The federal government has shown support for the idea. As DHS sets new standards for the technology that drives digital IDs, the TSA is already partnering with Apple to receive a version of an iPhone-based digital ID that can be used at airports. Many states have previously set the standard and launched digital driver licenses that can be used with Apple Wallet (states are generally responsible for issuing US ID cards). In a statement Wednesday, Bailey said Apple has communications with other states and the company “is working to offer it nationwide in the future.”
Apple isn’t the first or foremost tech company trying to bring digital IDs to smartphones. Google is also working on a system for a digital driver’s license, and last fall, the company detailed new privacy and security standards for developers manage identity documents on mobile devices. IBM also reviewed digital driver licenses and expressed enthusiasm for how they did it can rely on blockchain technology.

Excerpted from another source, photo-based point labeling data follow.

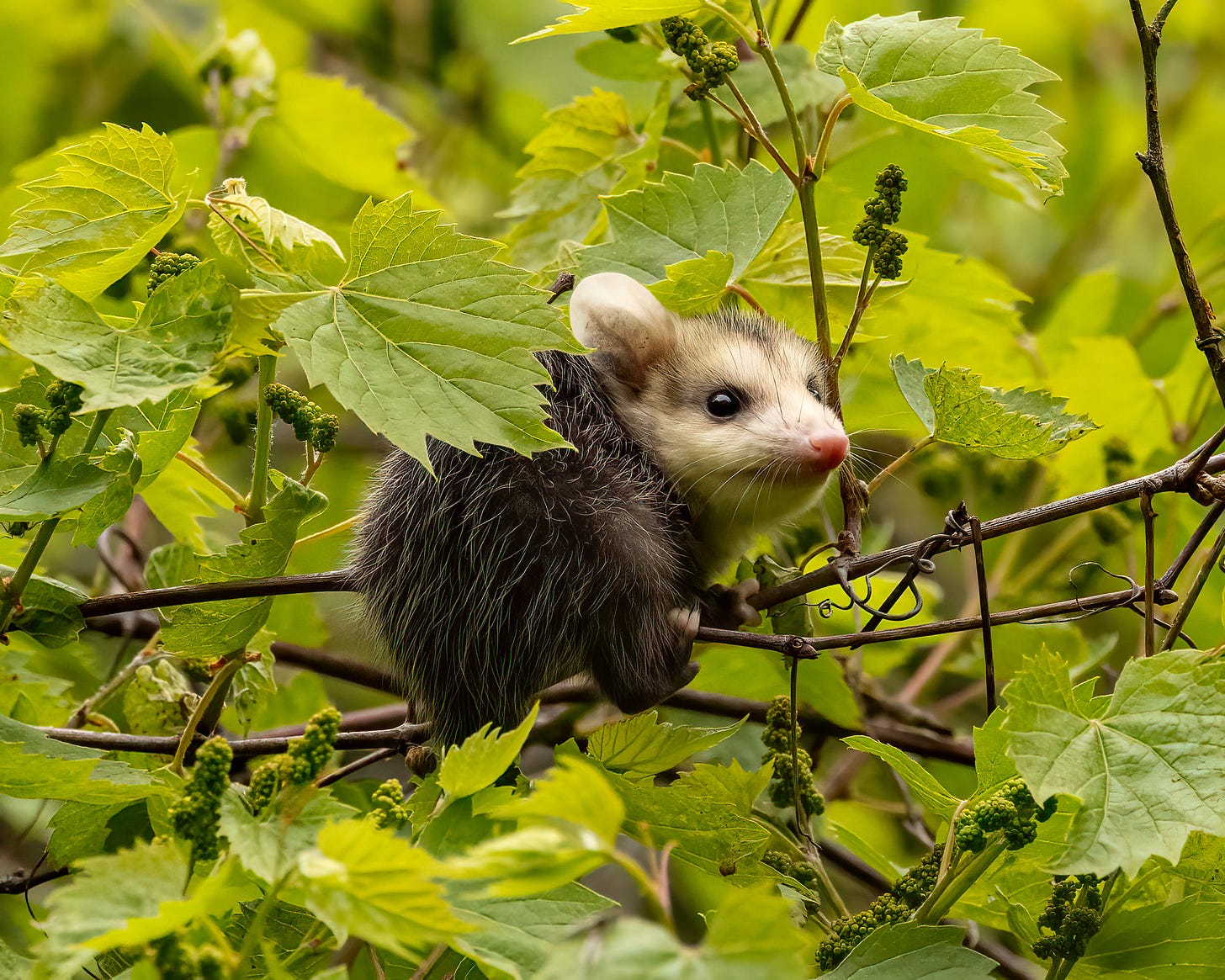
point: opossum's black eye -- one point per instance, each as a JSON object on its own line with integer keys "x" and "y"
{"x": 723, "y": 405}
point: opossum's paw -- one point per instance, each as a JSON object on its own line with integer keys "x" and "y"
{"x": 685, "y": 622}
{"x": 728, "y": 608}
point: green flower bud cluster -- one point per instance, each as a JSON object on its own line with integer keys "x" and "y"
{"x": 884, "y": 209}
{"x": 168, "y": 265}
{"x": 177, "y": 961}
{"x": 849, "y": 932}
{"x": 711, "y": 61}
{"x": 1072, "y": 917}
{"x": 1010, "y": 811}
{"x": 794, "y": 867}
{"x": 64, "y": 399}
{"x": 777, "y": 739}
{"x": 894, "y": 905}
{"x": 311, "y": 423}
{"x": 198, "y": 813}
{"x": 390, "y": 808}
{"x": 310, "y": 752}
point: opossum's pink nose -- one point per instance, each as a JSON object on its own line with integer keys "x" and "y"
{"x": 830, "y": 448}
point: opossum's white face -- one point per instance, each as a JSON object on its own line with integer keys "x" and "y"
{"x": 729, "y": 405}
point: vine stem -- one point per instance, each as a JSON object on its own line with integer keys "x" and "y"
{"x": 262, "y": 442}
{"x": 894, "y": 467}
{"x": 236, "y": 497}
{"x": 16, "y": 585}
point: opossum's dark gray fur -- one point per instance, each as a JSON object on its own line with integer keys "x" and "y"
{"x": 506, "y": 574}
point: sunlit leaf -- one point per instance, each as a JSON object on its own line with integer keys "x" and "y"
{"x": 950, "y": 81}
{"x": 97, "y": 216}
{"x": 1148, "y": 770}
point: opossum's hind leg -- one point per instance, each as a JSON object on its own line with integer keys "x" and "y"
{"x": 653, "y": 665}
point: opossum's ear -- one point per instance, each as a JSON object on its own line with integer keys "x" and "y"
{"x": 626, "y": 325}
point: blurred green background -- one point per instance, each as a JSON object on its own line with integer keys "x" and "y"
{"x": 1076, "y": 294}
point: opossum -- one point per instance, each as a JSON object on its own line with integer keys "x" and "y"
{"x": 502, "y": 575}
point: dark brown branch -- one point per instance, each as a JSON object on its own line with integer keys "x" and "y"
{"x": 1153, "y": 162}
{"x": 1175, "y": 478}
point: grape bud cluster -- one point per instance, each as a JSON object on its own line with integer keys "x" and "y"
{"x": 711, "y": 61}
{"x": 198, "y": 813}
{"x": 777, "y": 739}
{"x": 62, "y": 397}
{"x": 1072, "y": 917}
{"x": 881, "y": 211}
{"x": 311, "y": 423}
{"x": 1012, "y": 811}
{"x": 168, "y": 265}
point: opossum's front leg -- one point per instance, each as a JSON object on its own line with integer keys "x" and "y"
{"x": 727, "y": 608}
{"x": 660, "y": 666}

A French security company called Idemia has already launched digital IDs in partnership with several U.S. states, including Arizona and Oklahoma. The company argues that digital IDs are made to quickly verify a person’s identity, while also allowing a person to share little of their own information. For example in an app, users can choose to only share their age with someone who verifies that someone is old enough to buy alcohol without also sharing their address, Idemia explains its website.
The technology behind digital IDs is inevitably not the same as the technology behind vaccine passports. Opponents of vaccine passports, however, argue that the need for detailed health information to enter businesses and other public places is detrimental to people’s privacy and freedom. However, some states that ban vaccine passports primarily charge digital driver’s licenses.
In Florida, where Governor Ron DeSantis banned vaccine passports, the DMV is IMMINENT launch this mobile state ID system soon, and in Texas, to whom state law prohibits the use of vaccine passports, legislators thinking of a pilot program for digital licenses. Iowa, which also limited the use of vaccine passports, also plans to launch a mobile ID system later this year. In Nevada, where vaccine passports will remain a controversial issue, Gov. Steve Sisolak in May formally registered digital licenses, and the DMV said they could come only for a few years.
In any case, it is clear that residents of many states can keep their driver’s license on their phone. What remains unclear is whether we will go for a country where there are 50 different digital driver licenses and 50 different opportunities for issues and problems.
Update, September 1, 2021: This piece is updated with new information about how Apple’s digital state ID works, including which states will first use the system.